Look at “Residuals vrs Fitted” for the same alternatives shown above (and the some combined “x” variables).

plot(a1,which=1,col="dark orange")

plot(a2,which=1,col="dark magenta")

plot(a3,which=1,col="dark green")

plot(a4,which=1, col="blue")

plot(a5,which=1,col="red")

Note that, as defined, the residuals appear on the y axis and the fitted values appear on the x axis. You should be able to look back at the scatter plot of the data and see how the data points there correspond to the data points in the residual versus fits plot here. In case you’re having trouble with doing that, look at five specific data points in the original scatter plot. Note that the predicted response (fitted value) is consisant with the observed. Also, note the pattern in which the five data points deviate from the estimated regression line (brackets the line well). Now look at how and where these five data points appear in the residuals versus fits plot. Their deviation from the residual = 0 line shares the same pattern as their deviation from the estimated regression line. Do you see the connection? Any data point that falls directly on the estimated regression line has a residual of 0. Therefore, the residual = 0 line corresponds to the estimated regression line. Let’s take a look at that residuals versus fits plot again. All plots look like classical examples of a well-behaved residuals vs. fits plot.

Here are the characteristics of a well-behaved residual vs. fits plot and what they suggest about the appropriateness of the simple linear regression model:

1) The residuals “bounce randomly” around the 0 line. This suggests that the assumption that the relationship is linear is reasonable.

2) The residuals roughly form a “horizontal band” around the 0 line. This suggests that the variances of the error terms are equal.

4) No one residual “stands out” from the basic random pattern of residuals. This suggests that there are no outliers.

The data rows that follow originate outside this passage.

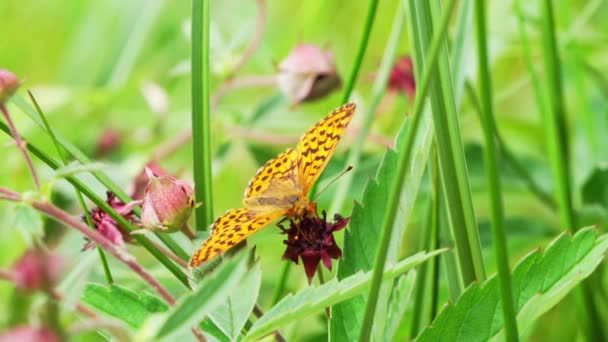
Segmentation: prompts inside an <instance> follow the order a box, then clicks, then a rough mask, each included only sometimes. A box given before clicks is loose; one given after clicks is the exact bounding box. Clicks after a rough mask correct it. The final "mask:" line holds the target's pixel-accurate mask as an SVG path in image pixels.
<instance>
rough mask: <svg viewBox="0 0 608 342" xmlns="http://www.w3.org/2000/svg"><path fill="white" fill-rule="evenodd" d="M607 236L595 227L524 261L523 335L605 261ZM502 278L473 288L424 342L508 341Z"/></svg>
mask: <svg viewBox="0 0 608 342" xmlns="http://www.w3.org/2000/svg"><path fill="white" fill-rule="evenodd" d="M607 249H608V235H603V236H601V237H599V238H598V237H597V232H596V230H595V229H593V228H592V227H587V228H583V229H581V230H580V231H579V232H577V233H576V234H575V235H574V236H571V235H570V234H569V233H563V234H561V235H560V236H558V237H557V238H556V239H555V240H554V241H553V242H552V243H551V244H550V245H549V247H548V248H547V250H546V251H545V253H544V254H543V253H542V252H541V251H540V249H538V250H535V251H533V252H532V253H530V254H529V255H528V256H526V257H525V258H523V259H522V260H521V261H520V262H519V263H518V264H517V265H516V266H515V268H514V270H513V274H512V281H513V297H514V301H515V302H516V310H517V322H518V328H519V329H518V330H519V332H520V334H522V335H526V332H527V331H528V330H529V329H530V328H531V327H532V325H533V323H534V321H535V320H536V319H537V318H539V317H540V316H541V315H542V314H543V313H545V312H547V311H548V310H549V309H551V308H552V307H553V306H555V305H556V304H557V303H558V302H559V301H560V300H561V299H562V298H564V296H566V294H568V292H570V290H572V289H573V288H574V287H575V286H576V285H577V284H579V283H580V282H581V281H582V280H583V279H585V278H586V277H588V276H589V275H590V274H591V273H592V272H593V271H594V270H595V268H596V267H597V266H598V265H599V263H600V262H601V261H602V260H603V259H604V253H605V252H606V250H607ZM502 328H503V318H502V311H501V300H500V293H499V285H498V279H497V278H496V276H493V277H492V278H490V279H488V280H487V281H486V282H485V283H484V284H483V285H482V286H479V285H478V284H475V285H472V286H471V287H469V288H468V289H467V290H466V291H465V292H463V293H462V295H461V296H460V297H459V299H458V301H457V302H456V303H455V304H448V305H447V306H446V307H445V308H444V309H443V311H442V312H441V313H440V314H439V315H438V316H437V318H436V319H435V321H434V322H433V324H432V325H431V326H430V327H427V328H426V329H425V330H423V331H422V333H421V334H420V336H419V337H418V340H419V341H440V340H441V341H482V340H483V341H486V340H488V339H491V338H495V337H498V338H499V339H500V338H502V339H504V337H503V336H502V335H501V334H502Z"/></svg>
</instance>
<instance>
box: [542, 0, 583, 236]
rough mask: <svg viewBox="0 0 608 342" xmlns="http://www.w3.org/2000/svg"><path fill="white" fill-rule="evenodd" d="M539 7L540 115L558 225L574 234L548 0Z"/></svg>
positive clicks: (563, 106) (557, 70) (552, 13)
mask: <svg viewBox="0 0 608 342" xmlns="http://www.w3.org/2000/svg"><path fill="white" fill-rule="evenodd" d="M543 4H544V5H543V8H542V10H543V17H544V20H543V50H544V51H545V53H546V55H545V58H544V60H545V64H544V66H545V75H546V78H547V82H546V85H547V88H548V99H549V110H548V111H547V112H546V113H545V115H544V118H545V120H544V123H545V124H544V126H545V129H546V137H547V145H548V147H549V157H550V159H551V167H552V169H553V173H554V180H555V189H556V196H557V202H558V207H559V215H560V222H561V224H562V226H563V228H565V229H572V230H573V231H577V230H578V227H576V224H575V222H574V214H573V213H574V211H573V207H572V193H571V189H570V168H569V166H568V148H569V147H568V135H567V132H566V112H565V107H564V103H563V89H562V81H561V68H560V62H559V57H558V55H557V45H556V41H555V32H554V22H553V9H552V4H551V0H543Z"/></svg>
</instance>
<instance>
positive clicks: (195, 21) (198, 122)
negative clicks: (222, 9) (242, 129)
mask: <svg viewBox="0 0 608 342" xmlns="http://www.w3.org/2000/svg"><path fill="white" fill-rule="evenodd" d="M209 3H210V0H193V1H192V151H193V156H192V160H193V165H194V185H195V188H194V191H195V192H196V200H197V202H202V203H203V205H201V206H199V207H197V208H196V209H195V210H194V213H195V216H196V230H198V231H202V230H206V229H207V227H209V226H210V225H211V223H212V222H213V196H212V193H213V189H212V181H213V177H212V165H211V126H210V120H211V119H210V118H211V109H210V106H209V103H210V102H209V69H210V65H209V49H210V46H209V22H210V14H209V12H210V9H209Z"/></svg>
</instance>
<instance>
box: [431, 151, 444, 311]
mask: <svg viewBox="0 0 608 342" xmlns="http://www.w3.org/2000/svg"><path fill="white" fill-rule="evenodd" d="M433 155H434V156H435V158H434V165H435V167H434V168H433V213H432V215H433V218H432V220H431V241H430V246H429V250H430V251H434V250H437V249H439V224H440V212H441V211H440V209H441V207H440V206H441V182H440V181H439V161H438V160H437V158H438V157H437V149H435V152H434V153H433ZM439 260H440V259H439V258H433V260H429V261H430V262H431V275H430V278H431V296H430V297H431V299H430V303H429V306H430V312H429V319H428V322H432V321H433V320H434V319H435V316H437V303H438V302H439V265H440V264H439Z"/></svg>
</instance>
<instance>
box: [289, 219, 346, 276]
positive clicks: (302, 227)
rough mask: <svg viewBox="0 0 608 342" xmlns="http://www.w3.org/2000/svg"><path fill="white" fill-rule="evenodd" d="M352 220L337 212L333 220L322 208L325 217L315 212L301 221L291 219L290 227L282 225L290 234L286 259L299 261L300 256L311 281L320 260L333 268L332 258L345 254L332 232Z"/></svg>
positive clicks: (345, 225) (330, 267)
mask: <svg viewBox="0 0 608 342" xmlns="http://www.w3.org/2000/svg"><path fill="white" fill-rule="evenodd" d="M349 220H350V218H344V217H342V216H340V215H338V214H336V215H335V216H334V221H333V223H332V222H329V221H327V216H326V213H325V211H323V216H322V217H319V216H317V215H314V216H310V217H304V218H303V219H301V220H299V221H294V220H291V221H290V227H289V228H282V227H281V226H279V227H281V228H282V230H283V233H284V234H287V240H284V241H283V243H284V244H285V245H287V248H286V249H285V253H283V259H284V260H291V261H293V262H294V263H296V264H297V263H298V260H299V259H301V260H302V263H303V264H304V271H305V272H306V277H307V278H308V283H310V282H311V281H312V278H313V277H314V275H315V272H316V271H317V267H318V266H319V263H320V262H321V261H322V262H323V265H325V267H326V268H327V269H328V270H330V271H331V268H332V262H331V259H339V258H340V257H342V250H340V247H338V245H337V244H336V240H335V239H334V234H333V233H334V232H337V231H339V230H341V229H343V228H344V227H346V225H347V224H348V221H349Z"/></svg>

5) In general, you want your residual vs. fits plots to look something like the above plot. Don’t forget though that interpreting these plots is subjective. My experience has been that students learning residual analysis for the first time tend to over-interpret these plots, looking at every twist and turn as something potentially troublesome. You’ll especially want to be careful about putting too much weight on residual vs. fits plots based on small data sets. Sometimes the data sets are just too small to make interpretation of a residuals vs. fits plot worthwhile.

Summary

A first look at the scatter plots (smoothed with lm) shows a strong and positive correlation between all the x variables and y.

The summaries of the lm()function gives a high “Adjusted R-squared” value for y~x1, y~x2, y~x1+x2 and y~x1+x2+x3 (all over 79% - they all also have F-statistic values over 1,100). However y~x3 has a Adjusted R-squared of only 2.3%, a F-statistic of only 12.78 and a “p”value of .000385 (small but significantly larger than the others.)

I found no information about the data (no dimensions or variable explanations) - I would like to know more before committing myself. That said - the data appears to show a strong relationship between the “x” variables and “y” - even “x3” though the relationship appears less strong per the lm() function for x3.

Following gets confidence interval for y~x1 - you can calculate for lm()summary: The 95% confidence interval for the slope is the estimated coefficient (1.38705) ± two standard errors (0.03109) or as using confint:

c1<-confint(a1,"x1",level = .95)
c2<-1.38705+c(-1,1)*(2*0.03109)
c1
##       2.5 %   97.5 %
## x1 1.325958 1.448135
c2
## [1] 1.32487 1.44923